Google is adding a new front to its assault on Microsoft’s software applications business.

The Internet search giant on Wednesday is rolling out a rival to Microsoft’s SharePoint, a program used for collaboration among teams of workers. Google’s program, called Google Sites, will become part of the company’s applications suite, which includes e-mail, calendar, word processing, spreadsheet and presentation software. Like other elements of Google Apps, it will be free and require no installation, maintenance or upgrades.

With Google Sites, the company is taking on what Christopher Liddell, Microsoft’s chief financial officer, said has become a $1 billion a year product. That’s a relatively small, but far from insignificant, portion of Microsoft’s business division whose mainstay Office suite is the No. 1 target of Google Apps. Microsoft’s business division brought in $4.8 billion in the most recent quarter.

Google Sites was built on top of technology created by JotSpot, a startup co-founded by Joe Kraus, who also co-founded Excite, the now defunct Internet 1.0 portal. Google acquired JotSpot, which had developed a set of “wiki,” or collaboration, tools in October of 2006.

The Google Sites software allows groups of users to easily create Web documents that include text, images, videos, spreadsheets and other types of documents. Initially, it will be aimed at business users and is being housed in Google’s enterprise group. “It’s our biggest launch since Apps itself launched,” said David Girouard, vice president and general manager of the enterprise group.

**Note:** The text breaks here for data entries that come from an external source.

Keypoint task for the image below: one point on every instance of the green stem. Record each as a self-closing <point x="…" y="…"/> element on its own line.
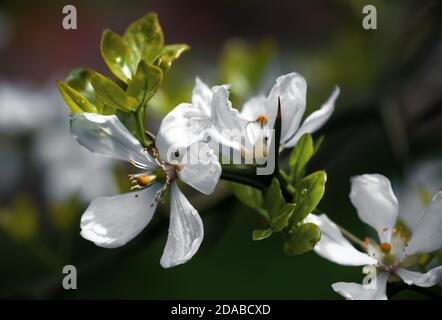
<point x="139" y="124"/>
<point x="350" y="236"/>
<point x="245" y="176"/>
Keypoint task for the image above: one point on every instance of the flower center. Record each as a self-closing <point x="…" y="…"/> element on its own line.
<point x="171" y="171"/>
<point x="141" y="180"/>
<point x="262" y="119"/>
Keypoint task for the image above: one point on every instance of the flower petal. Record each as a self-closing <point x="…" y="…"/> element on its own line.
<point x="185" y="231"/>
<point x="429" y="279"/>
<point x="334" y="247"/>
<point x="202" y="97"/>
<point x="224" y="116"/>
<point x="356" y="291"/>
<point x="183" y="126"/>
<point x="291" y="90"/>
<point x="111" y="222"/>
<point x="315" y="120"/>
<point x="254" y="107"/>
<point x="107" y="136"/>
<point x="426" y="235"/>
<point x="200" y="168"/>
<point x="377" y="206"/>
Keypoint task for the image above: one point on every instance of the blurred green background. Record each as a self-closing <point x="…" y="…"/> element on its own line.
<point x="388" y="120"/>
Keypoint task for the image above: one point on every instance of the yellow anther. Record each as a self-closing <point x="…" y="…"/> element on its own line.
<point x="144" y="181"/>
<point x="385" y="247"/>
<point x="262" y="120"/>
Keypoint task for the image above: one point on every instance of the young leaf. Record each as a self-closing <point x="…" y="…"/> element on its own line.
<point x="144" y="38"/>
<point x="111" y="94"/>
<point x="300" y="156"/>
<point x="249" y="196"/>
<point x="302" y="239"/>
<point x="75" y="101"/>
<point x="261" y="234"/>
<point x="145" y="83"/>
<point x="281" y="218"/>
<point x="117" y="55"/>
<point x="79" y="79"/>
<point x="273" y="199"/>
<point x="309" y="192"/>
<point x="169" y="54"/>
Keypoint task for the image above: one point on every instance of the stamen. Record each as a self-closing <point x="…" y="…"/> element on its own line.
<point x="385" y="247"/>
<point x="262" y="120"/>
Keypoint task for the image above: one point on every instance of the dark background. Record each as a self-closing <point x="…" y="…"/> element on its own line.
<point x="388" y="118"/>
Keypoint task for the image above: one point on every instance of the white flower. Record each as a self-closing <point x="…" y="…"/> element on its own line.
<point x="377" y="206"/>
<point x="421" y="182"/>
<point x="113" y="221"/>
<point x="211" y="114"/>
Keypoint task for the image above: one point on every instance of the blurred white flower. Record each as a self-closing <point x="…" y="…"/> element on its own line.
<point x="377" y="206"/>
<point x="23" y="109"/>
<point x="111" y="222"/>
<point x="10" y="167"/>
<point x="67" y="166"/>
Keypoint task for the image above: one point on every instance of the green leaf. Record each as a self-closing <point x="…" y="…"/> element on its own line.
<point x="300" y="156"/>
<point x="261" y="234"/>
<point x="20" y="221"/>
<point x="117" y="55"/>
<point x="249" y="196"/>
<point x="145" y="38"/>
<point x="145" y="83"/>
<point x="75" y="101"/>
<point x="302" y="239"/>
<point x="169" y="54"/>
<point x="280" y="219"/>
<point x="309" y="193"/>
<point x="80" y="80"/>
<point x="273" y="199"/>
<point x="111" y="94"/>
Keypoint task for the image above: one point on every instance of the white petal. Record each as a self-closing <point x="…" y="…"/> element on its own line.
<point x="377" y="206"/>
<point x="200" y="168"/>
<point x="185" y="231"/>
<point x="202" y="97"/>
<point x="426" y="235"/>
<point x="334" y="247"/>
<point x="254" y="107"/>
<point x="224" y="116"/>
<point x="315" y="120"/>
<point x="183" y="126"/>
<point x="429" y="279"/>
<point x="111" y="222"/>
<point x="107" y="136"/>
<point x="291" y="90"/>
<point x="355" y="291"/>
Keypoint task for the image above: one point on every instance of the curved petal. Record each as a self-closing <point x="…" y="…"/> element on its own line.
<point x="429" y="279"/>
<point x="224" y="116"/>
<point x="426" y="235"/>
<point x="254" y="107"/>
<point x="111" y="222"/>
<point x="200" y="168"/>
<point x="202" y="97"/>
<point x="315" y="120"/>
<point x="377" y="206"/>
<point x="186" y="231"/>
<point x="180" y="128"/>
<point x="291" y="89"/>
<point x="356" y="291"/>
<point x="107" y="136"/>
<point x="334" y="247"/>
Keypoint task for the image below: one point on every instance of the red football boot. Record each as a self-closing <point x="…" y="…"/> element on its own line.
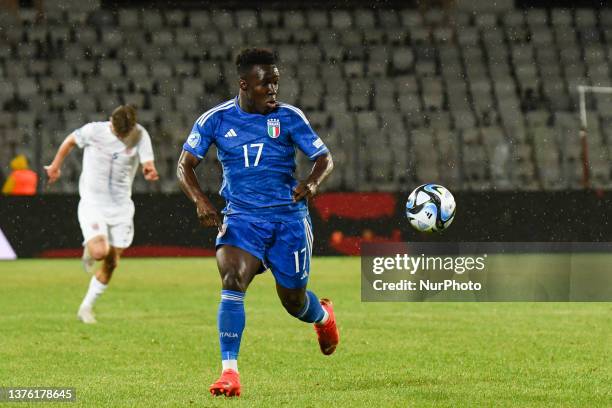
<point x="228" y="384"/>
<point x="328" y="333"/>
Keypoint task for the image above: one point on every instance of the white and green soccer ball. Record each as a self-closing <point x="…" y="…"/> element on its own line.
<point x="430" y="208"/>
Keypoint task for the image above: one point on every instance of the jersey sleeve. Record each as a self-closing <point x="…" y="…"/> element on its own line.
<point x="84" y="134"/>
<point x="201" y="137"/>
<point x="145" y="147"/>
<point x="304" y="136"/>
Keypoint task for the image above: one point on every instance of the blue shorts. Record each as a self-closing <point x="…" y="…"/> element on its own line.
<point x="283" y="246"/>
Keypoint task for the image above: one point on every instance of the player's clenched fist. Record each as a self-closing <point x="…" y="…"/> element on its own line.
<point x="207" y="214"/>
<point x="304" y="190"/>
<point x="53" y="173"/>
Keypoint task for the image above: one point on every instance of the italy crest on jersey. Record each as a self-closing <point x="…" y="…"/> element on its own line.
<point x="274" y="128"/>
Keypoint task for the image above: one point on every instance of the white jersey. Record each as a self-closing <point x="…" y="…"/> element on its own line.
<point x="110" y="164"/>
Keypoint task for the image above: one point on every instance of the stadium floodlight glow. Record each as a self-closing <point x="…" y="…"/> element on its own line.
<point x="582" y="90"/>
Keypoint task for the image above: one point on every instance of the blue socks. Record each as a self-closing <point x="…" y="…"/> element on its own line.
<point x="230" y="322"/>
<point x="312" y="312"/>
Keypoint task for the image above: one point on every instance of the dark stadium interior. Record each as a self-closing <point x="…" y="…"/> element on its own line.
<point x="477" y="101"/>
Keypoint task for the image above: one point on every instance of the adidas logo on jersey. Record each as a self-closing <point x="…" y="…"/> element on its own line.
<point x="231" y="133"/>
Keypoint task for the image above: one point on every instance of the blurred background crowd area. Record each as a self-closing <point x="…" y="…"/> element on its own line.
<point x="475" y="100"/>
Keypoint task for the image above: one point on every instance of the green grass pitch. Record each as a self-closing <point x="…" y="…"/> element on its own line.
<point x="156" y="343"/>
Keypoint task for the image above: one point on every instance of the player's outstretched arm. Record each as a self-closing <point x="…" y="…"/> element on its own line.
<point x="185" y="172"/>
<point x="324" y="164"/>
<point x="54" y="169"/>
<point x="149" y="171"/>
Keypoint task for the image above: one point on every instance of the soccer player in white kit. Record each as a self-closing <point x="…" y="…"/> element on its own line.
<point x="112" y="153"/>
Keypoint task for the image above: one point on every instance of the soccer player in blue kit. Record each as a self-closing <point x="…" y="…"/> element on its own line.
<point x="266" y="222"/>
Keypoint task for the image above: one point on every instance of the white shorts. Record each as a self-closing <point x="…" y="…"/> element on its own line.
<point x="116" y="224"/>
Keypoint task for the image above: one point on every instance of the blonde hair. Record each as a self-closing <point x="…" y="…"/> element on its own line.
<point x="123" y="119"/>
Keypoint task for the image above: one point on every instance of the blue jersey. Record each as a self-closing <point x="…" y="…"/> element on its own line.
<point x="257" y="153"/>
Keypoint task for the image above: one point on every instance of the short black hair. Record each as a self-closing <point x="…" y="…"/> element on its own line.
<point x="249" y="57"/>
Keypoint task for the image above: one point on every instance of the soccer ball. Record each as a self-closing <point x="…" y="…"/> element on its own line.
<point x="430" y="208"/>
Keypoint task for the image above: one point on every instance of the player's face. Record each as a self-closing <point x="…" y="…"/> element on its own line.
<point x="262" y="88"/>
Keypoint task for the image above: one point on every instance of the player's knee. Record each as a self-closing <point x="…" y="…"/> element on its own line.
<point x="293" y="304"/>
<point x="111" y="261"/>
<point x="231" y="281"/>
<point x="99" y="252"/>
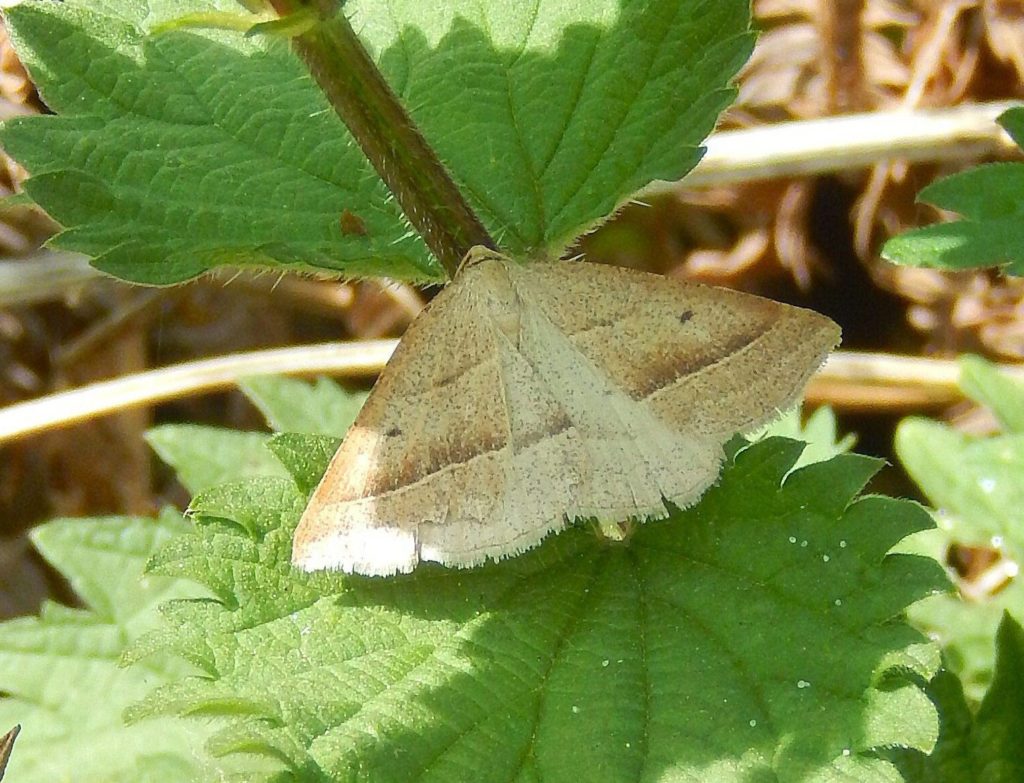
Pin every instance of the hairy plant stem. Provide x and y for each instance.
(387, 135)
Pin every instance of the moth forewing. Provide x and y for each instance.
(526, 396)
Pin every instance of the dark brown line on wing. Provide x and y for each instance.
(698, 364)
(415, 474)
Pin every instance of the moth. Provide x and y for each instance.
(529, 395)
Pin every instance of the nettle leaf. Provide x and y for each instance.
(180, 151)
(205, 457)
(60, 671)
(983, 383)
(177, 153)
(989, 200)
(977, 485)
(819, 432)
(753, 635)
(985, 748)
(321, 407)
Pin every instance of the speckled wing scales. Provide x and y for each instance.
(686, 365)
(528, 395)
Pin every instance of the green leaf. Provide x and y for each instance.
(984, 384)
(986, 748)
(180, 151)
(749, 637)
(205, 457)
(977, 484)
(990, 202)
(177, 153)
(322, 407)
(819, 431)
(60, 669)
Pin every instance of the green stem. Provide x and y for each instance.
(387, 135)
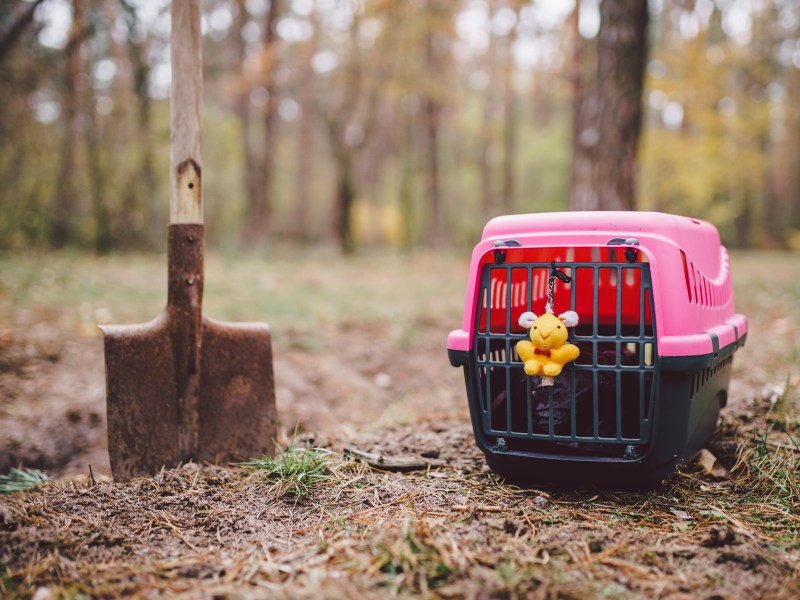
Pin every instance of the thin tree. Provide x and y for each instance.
(259, 214)
(608, 110)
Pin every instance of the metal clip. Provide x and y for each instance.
(500, 255)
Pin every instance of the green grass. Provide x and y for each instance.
(296, 470)
(20, 480)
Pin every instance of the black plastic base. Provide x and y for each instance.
(690, 394)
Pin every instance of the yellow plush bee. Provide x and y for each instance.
(547, 351)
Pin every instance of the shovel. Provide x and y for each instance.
(185, 387)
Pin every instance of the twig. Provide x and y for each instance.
(477, 508)
(387, 463)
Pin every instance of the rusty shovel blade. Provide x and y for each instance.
(185, 387)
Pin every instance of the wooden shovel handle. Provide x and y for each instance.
(186, 192)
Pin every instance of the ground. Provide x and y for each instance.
(360, 364)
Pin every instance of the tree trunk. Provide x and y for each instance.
(510, 125)
(345, 197)
(65, 199)
(584, 123)
(487, 134)
(608, 127)
(259, 220)
(305, 142)
(251, 179)
(432, 110)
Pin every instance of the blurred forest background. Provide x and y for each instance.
(364, 123)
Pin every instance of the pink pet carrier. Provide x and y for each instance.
(657, 331)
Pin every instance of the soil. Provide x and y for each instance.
(451, 529)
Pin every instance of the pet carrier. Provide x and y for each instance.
(656, 332)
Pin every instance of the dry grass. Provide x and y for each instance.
(452, 530)
(315, 522)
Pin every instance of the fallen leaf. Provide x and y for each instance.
(681, 514)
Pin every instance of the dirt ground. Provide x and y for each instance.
(382, 384)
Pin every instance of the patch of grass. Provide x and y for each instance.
(296, 470)
(20, 480)
(412, 561)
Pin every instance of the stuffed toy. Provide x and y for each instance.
(548, 351)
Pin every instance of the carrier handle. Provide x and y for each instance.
(622, 242)
(500, 255)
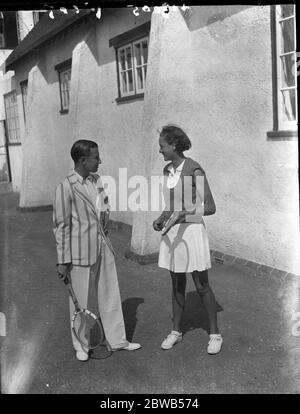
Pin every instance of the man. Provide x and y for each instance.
(85, 254)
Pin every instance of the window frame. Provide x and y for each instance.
(136, 91)
(23, 84)
(61, 68)
(281, 129)
(121, 41)
(15, 118)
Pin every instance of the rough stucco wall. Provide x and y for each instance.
(167, 99)
(119, 125)
(218, 87)
(48, 136)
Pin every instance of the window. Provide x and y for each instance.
(132, 59)
(24, 86)
(284, 68)
(132, 67)
(12, 118)
(64, 77)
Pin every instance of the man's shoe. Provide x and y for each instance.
(82, 356)
(173, 338)
(214, 344)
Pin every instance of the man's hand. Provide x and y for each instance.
(157, 224)
(63, 271)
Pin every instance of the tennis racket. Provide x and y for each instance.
(86, 326)
(170, 222)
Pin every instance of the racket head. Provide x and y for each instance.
(87, 328)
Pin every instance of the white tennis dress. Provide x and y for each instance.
(185, 247)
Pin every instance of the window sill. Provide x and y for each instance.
(282, 135)
(130, 98)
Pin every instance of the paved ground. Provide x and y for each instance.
(261, 341)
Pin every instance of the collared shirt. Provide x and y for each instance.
(174, 175)
(89, 185)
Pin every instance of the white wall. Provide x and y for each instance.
(216, 82)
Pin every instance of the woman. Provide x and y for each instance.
(184, 248)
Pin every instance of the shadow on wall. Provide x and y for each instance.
(198, 17)
(48, 72)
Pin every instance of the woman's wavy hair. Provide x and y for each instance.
(173, 134)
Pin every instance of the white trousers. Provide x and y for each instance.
(97, 289)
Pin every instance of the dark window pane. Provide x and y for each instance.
(288, 70)
(289, 105)
(287, 10)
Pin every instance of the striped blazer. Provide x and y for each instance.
(76, 224)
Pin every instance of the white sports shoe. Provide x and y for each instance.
(173, 338)
(132, 346)
(82, 356)
(214, 344)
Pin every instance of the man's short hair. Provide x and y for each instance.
(82, 148)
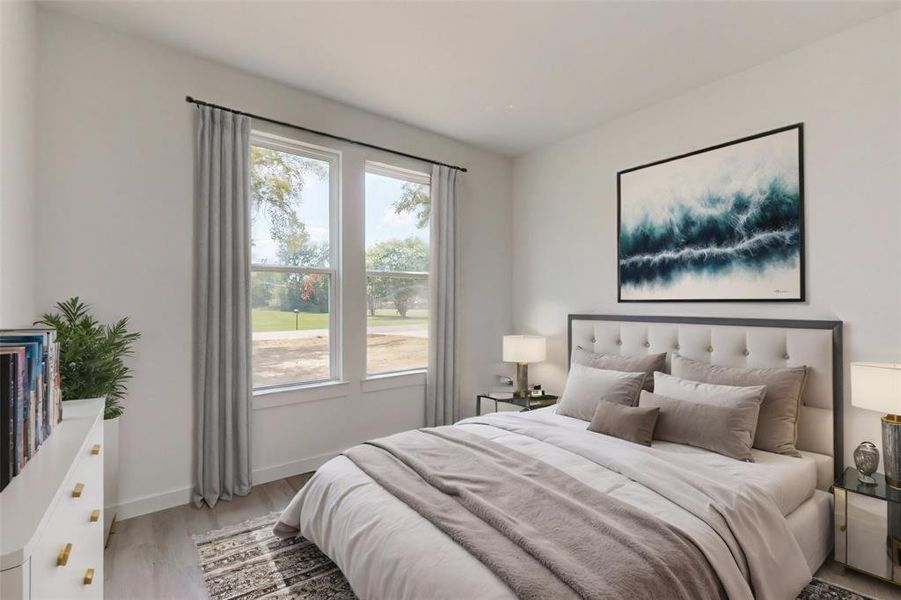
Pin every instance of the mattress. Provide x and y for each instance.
(387, 550)
(811, 524)
(787, 479)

Still, pitching Google Sites to businesses may prove a challenge, at least initially. “There is a lot that Google still has to prove in terms of being a viable enterprise vendor,” said Rob Koplowitz, an analyst with Forrester Research. Many businesses remain leery of putting their applications and data on servers they don’t control, for example. Mr. Koplowitz also noted that while Google Sites will include many of the popular content creation and management tools available in SharePoint, it will not have some of the more complex features that allow a large business to manage information across their entire organization. “They are targeting a subset of the SharePoint functionality,” he said.

Then again, Google Sites will be free.